Quando comecei a escrever esta coluna como proposta de abertura da Semana Mandela na Roça Nova tratei de buscar referências nas mais variadas fontes, na intenção de entregar algo que acrescentasse e contribuísse ao que já foi abordado em relação à biografia de Nelson Mandela. Isso me tomou tempo, foi avassalador: pude constatar que tudo o que poderia ser dito sobre Madiba foi muito bem e extensamente dito. Está nas redes, está em compilações de textos livres, artigos científicos, capítulos de livros e obras completas, inclusive infanto-juvenis. Toda uma literatura dedicada à esmiuçar, analisar, pormenorizar uma vida inteira dedicada à garantia de direitos através da (re)conciliação, da justiça, da liberdade, pautadas primordialmente no plano da não violência, dos afetos, destituído do sentimento de vingança, o que dividiu opiniões a respeito de sua conduta e posicionamento políticos.

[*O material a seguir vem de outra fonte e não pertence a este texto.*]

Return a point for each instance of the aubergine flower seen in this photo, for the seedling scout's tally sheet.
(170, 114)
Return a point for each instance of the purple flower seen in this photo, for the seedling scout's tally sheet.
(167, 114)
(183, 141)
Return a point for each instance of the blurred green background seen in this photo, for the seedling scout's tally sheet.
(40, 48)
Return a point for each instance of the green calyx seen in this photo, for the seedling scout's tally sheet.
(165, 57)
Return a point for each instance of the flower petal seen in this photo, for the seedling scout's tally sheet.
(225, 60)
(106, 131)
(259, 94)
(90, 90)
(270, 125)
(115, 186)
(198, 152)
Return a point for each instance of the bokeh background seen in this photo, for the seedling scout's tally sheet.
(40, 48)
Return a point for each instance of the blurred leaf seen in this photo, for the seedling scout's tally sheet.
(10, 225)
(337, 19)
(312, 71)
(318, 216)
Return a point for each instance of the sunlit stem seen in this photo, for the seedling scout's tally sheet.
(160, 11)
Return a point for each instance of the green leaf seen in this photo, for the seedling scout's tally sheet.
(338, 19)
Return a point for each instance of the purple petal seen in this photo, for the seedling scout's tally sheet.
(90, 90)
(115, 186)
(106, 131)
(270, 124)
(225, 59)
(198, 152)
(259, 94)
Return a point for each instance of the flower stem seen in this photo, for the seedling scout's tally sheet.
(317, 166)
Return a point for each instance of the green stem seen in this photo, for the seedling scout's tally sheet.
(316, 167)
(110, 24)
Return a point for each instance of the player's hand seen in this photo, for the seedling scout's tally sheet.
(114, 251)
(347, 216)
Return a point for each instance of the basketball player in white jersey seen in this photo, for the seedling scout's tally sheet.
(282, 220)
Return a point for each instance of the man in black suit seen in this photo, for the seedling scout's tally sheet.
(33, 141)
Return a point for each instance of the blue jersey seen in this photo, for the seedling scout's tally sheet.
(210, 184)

Minha intenção, portanto, mudou completamente: acredito que esta coluna poderá contribuir como proposta de promover uma (re)aproximação da cosmovisão e da incidência nas políticas da vida que Mandela ofereceu ao seu país e ao mundo, que parecem ter se perdido no caminho até aqui, nas ruínas do ocidente capitalista pós-pandêmico, sobre as quais caminhamos. A intenção, aqui, passa pelo desejo radical e inalienável de uma reconstrução paradigmática do que é humanidade, cidadania, riqueza, soberania, coletividade, bio-eco-poder, pós-modernidade, fim do mundo, deslocamentos epistêmicos, sul global, decolonialidade, futuro. São dimensões que se acirram diante do colapso à beira dos confins, marcado notadamente pela ascensão da máquina mal-calibrada da pós-verdade-fake-news-fascista-miliciana.

Estamos falando de uma força da natureza dotada de energia serena que foi Nelson Mandela. Ainda que diante do (da tentativa de) silenciamento e da violência em todos os níveis possíveis, tendo sido aprisionado por 27 anos sob o regime de Apartheid – significante: inexistências humanas; significado: perversão da brancura -, é uma força da pós-colonialidade que nem podemos mencionar enquanto tardia, já que os terrores da colonialidade persistem. Manter-se no caminho do bem maior e coletivo a despeito dos traumas que certamente se instalaram, sem revides, sem retaliações, preferindo o diálogo, a coalizão e o pacto civilizatório à lógica do “olho por olho” é para muito poucos:

“O mais difícil não é mudar a sociedade, mas mudar a si mesmo.”

(Nelson Mandela)

Essa é mais uma das chaves estratégicas de resistência, permanência e transformação – o povo preto desenvolveu e desenvolve inúmeras, como os quilombos – que se coloca à nossa disposição para desfibrilar a nós mesmes e a quem passar por nós no sentido de seguirmos adiante, já que o mundo e a humanidade continuarão a existir depois do fim. “Mandela, uma estratégia do bem”, livro de Aziz Djendli – psicoterapeuta em centros de saúde na França – lançado pela Roça Nova, propõe justamente essa perspectiva de mudança no microcosmo (pessoal) impactando o macrocosmo (tecidos sociais). Mentalidade, senso de organização, mobilização e reação coletivas, corpos políticos orientados pelo amor:

“Ninguém nasce odiando outra pessoa por causa da cor de sua pele, ou de sua origem, ou de sua religião. As pessoas aprendem a odiar e, se podem aprender a odiar, podem ser ensinadas a amar, pois o amor vem mais naturalmente ao coração humano do que seu oposto.”

(Nelson Mandela)

Conceber futuros possíveis.

Mandela tá ON.

Maria Amália Cursino

Maria Amália Cursino é comunicóloga, cofundadora e Diretora Executiva e de Conteúdo do Pretaria.Org | Coletivo Pretaria. Mestranda do Programa de Pós-graduação em Relaçõess Ético-Raciais do CEFET-RJ com projeto de pesquisa em Cinema Negro, dimensionando as cinematografias amefricanas documentais. Editora e colunista do Coletivo Pretaria. Colunista Roça Nova Editora.